Hepimizin sürekli olarak duyduğu ama tam olarak da içini dolduramadığı Enerji Güvenliği konseptini kısaca şu şekilde açıklayabiliriz;
Endüstriyelleşmesini tamamlamış ülkeler için, 19. yüzyılda “kesintisiz petrol erişimi” endişesiyle ortaya çıkan bu konsept, 1973 petrol krizi sonrası kurulan “Uluslararası Enerji Kurumu” ile resmileşti. Eskiden tek amacı, “kesintisiz ve uygun fiyatta petrol erişimini” sağlamak olan kurum, yeni milenyumun gelmesi, oyuna katılan Çin, Hindistan gibi yeni gelişen ülkeler ve hızlıca artan enerji talebi ile kendine çok farklı bir rol çizmeye başladı. Bu noktada kurumun aldığı aksiyonları şekillendiren ve Enerji Güvenliğini tanımlayan ve temelini sırasıyla Siyasal Bilimler, Mühendislik ve Ekonomiden alan üç yaklaşımdan bahsedebiliriz.
Egemenlik
“Dünyada kalan enerji kaynaklarını kim kontrol edecek?” ve “Devletler bu kaynaklara erişim sağlayabilmek için savaşmayı riske alacak mı?” sorularından yola çıkan bu yaklaşım, devletlerin birbirlerinin enerji erişimini tehlikeye atma potansiyelinden ortaya çıkıyor. Bu soruna da çözüm olarak farklı çeşit enerji kaynakları ile tek bir kaynak ve ülkeye olan bağımlılığın azaltılması öneriliyor. Winston Churchill’in de dediği gibi “Söz konusu petrol kaynakları olduğunda, tek ve en önemli çözüm çeşitliliktir.”
Sağlamlık
Sağlamlık, egemenlik yaklaşımının aksine, enerji kaynaklarının yeterliliğini sorguluyor. Eğer Dünya’da yeterince enerji kaynağı yoksa, bu kaynaklara kimin eriştiğinin de pek bir önemi kalmıyor. Enerjiye olan talebin, enerji kaynakları ve teknolojisine göre çok daha hızlı büyüdüğünün altını çizen bu yaklaşım, enerji üretiminde bir yeniliğe gidilmesi gerektiğini savunuyor. Dolayısıyla “Dünya’da ne kadar enerji kaynağı kaldı?” ve “Bu kaynaklara erişmek ne kadar zor?” sorularını sorarak, enerji üretim sistemlerinin sürdürülebilir ve güvenli olması gerektiğini savunuyor. Yenilenebilir enerji ve kaya gazı enerji üretim sistemlerinin bu temele dayandırılarak oluşturulduğunu söyleyebiliriz.
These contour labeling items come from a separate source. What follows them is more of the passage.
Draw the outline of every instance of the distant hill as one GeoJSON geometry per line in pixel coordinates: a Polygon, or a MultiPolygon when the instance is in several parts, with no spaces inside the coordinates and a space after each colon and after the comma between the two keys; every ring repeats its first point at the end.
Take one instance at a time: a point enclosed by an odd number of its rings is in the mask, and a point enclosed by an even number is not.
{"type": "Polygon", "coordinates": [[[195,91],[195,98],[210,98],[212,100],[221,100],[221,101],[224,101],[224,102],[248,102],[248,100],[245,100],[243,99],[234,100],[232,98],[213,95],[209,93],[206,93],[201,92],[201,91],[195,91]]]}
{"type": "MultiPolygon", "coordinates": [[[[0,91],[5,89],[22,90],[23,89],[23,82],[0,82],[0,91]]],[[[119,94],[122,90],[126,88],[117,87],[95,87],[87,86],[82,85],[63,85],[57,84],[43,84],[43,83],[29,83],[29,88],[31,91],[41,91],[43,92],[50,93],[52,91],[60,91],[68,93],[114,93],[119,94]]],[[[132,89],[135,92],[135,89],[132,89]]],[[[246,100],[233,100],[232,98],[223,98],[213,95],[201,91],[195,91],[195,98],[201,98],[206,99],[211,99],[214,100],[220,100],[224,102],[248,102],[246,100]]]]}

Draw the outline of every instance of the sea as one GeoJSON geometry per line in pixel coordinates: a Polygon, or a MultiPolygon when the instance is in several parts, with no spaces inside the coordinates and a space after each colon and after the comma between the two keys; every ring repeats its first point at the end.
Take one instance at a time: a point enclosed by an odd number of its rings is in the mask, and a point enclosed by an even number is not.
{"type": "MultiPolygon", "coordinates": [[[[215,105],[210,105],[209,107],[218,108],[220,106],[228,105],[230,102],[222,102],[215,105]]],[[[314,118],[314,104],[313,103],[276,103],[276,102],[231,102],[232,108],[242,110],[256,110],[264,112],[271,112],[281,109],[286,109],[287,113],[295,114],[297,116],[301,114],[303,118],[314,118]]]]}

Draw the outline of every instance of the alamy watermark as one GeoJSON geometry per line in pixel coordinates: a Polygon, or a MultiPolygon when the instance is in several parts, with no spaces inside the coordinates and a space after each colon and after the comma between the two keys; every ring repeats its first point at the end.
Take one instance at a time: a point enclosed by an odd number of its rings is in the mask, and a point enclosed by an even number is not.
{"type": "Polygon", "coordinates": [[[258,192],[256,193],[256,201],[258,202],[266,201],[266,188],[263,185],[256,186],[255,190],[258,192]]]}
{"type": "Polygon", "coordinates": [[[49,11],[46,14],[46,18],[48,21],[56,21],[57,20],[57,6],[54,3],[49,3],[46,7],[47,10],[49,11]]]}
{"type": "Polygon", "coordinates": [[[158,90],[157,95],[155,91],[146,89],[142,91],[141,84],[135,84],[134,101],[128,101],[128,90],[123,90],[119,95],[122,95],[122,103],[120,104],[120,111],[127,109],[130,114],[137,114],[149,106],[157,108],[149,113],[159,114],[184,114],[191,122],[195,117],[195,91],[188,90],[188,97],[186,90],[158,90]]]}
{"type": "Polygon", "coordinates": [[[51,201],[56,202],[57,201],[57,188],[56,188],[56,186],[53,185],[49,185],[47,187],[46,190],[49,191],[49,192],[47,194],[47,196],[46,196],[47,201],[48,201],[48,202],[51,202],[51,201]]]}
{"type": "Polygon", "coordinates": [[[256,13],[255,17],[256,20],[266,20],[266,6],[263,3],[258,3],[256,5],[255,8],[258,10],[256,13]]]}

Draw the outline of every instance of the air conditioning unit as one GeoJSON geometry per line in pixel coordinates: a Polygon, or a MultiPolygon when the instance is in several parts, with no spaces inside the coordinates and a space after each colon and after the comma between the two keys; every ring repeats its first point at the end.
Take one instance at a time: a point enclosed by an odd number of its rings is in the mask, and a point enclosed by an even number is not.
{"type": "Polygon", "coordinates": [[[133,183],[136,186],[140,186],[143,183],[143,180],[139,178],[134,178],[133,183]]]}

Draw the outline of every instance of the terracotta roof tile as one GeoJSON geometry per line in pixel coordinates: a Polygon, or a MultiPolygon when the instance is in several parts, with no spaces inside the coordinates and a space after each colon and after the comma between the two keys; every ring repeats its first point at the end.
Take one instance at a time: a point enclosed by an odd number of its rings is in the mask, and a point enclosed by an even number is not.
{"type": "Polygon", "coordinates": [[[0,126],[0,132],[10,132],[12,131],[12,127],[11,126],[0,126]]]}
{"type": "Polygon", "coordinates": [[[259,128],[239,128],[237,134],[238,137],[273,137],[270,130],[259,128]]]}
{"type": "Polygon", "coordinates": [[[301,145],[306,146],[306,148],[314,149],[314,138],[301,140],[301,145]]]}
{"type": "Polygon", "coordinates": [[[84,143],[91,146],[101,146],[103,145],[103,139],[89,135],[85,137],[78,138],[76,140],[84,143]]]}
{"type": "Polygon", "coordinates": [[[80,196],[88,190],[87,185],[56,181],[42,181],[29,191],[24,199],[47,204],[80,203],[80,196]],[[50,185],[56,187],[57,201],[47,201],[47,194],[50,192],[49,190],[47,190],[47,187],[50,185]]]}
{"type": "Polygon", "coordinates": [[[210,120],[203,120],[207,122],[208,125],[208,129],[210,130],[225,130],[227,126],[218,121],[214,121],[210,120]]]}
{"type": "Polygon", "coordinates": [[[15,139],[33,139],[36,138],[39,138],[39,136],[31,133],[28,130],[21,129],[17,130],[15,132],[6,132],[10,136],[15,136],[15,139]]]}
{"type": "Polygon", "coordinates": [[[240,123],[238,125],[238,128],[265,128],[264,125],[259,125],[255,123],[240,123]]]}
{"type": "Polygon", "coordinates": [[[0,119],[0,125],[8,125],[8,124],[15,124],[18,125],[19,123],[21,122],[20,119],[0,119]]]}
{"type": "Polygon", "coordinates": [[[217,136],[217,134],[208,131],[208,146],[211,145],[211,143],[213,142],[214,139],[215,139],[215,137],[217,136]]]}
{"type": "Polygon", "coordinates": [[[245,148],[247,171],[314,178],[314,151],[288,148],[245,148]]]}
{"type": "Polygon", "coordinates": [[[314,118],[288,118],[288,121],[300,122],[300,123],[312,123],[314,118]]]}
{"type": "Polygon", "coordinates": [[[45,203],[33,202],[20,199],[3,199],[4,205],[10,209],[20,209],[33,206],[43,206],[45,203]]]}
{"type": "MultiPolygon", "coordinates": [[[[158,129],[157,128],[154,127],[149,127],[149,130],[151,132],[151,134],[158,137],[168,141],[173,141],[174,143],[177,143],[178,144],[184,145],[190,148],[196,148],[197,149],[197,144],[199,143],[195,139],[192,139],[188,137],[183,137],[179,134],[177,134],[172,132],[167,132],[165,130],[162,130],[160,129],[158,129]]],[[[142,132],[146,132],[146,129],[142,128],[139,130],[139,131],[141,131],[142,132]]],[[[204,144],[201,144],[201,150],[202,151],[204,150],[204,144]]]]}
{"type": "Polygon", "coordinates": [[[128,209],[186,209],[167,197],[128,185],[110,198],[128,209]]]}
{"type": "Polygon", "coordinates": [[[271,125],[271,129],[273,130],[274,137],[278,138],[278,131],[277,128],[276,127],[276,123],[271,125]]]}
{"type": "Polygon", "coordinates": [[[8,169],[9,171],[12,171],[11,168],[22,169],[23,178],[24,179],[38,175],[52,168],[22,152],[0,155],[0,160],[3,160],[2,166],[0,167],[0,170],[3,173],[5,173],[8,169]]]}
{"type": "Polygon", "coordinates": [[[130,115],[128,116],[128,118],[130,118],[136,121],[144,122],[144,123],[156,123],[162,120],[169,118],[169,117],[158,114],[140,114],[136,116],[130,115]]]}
Siber Atakların enerji sistemlerine de yöneltilmeye başlandığı bu dönemde, güvenli ve sağlam enerji sistemleri kurabilmek her devlet için çok önemli.
Dayanıklılık
Son olarak enerji pazarını sorgulayan bu yaklaşım, diğer pazarların aksine enerji pazarının çok belirsiz, dengesiz ve dış tehditlere açık olduğunu sorguluyor. Devlet politikaları, ekonomik krizler, küresel ısınma, hükümet değişikliği vb. gibi çoğu etki, insan hayatında çok önemli bir yeri olan enerjiye erişimi tamamen kapatmaya yönelik tehditler oluşturuyor. Diğer iki yaklaşımın aksine, Dayanıklılık düşüncesi, enerji pazarının bu tarz beklenmeyen değişikliklere karşı esnek ve enerjiye uygun fiyatta erişimi kesinleştirecek kadar sağlam olması gerektiğini düşünüyor. Bu düşünceyi şekillendiren temel sorulardan birisine örnek olarak “Küresel ekonomi ve enerji sistemleri giderek azalan petrol üretimine karşı uygun enerji pazarları kurabilecek mi?” verilebilir.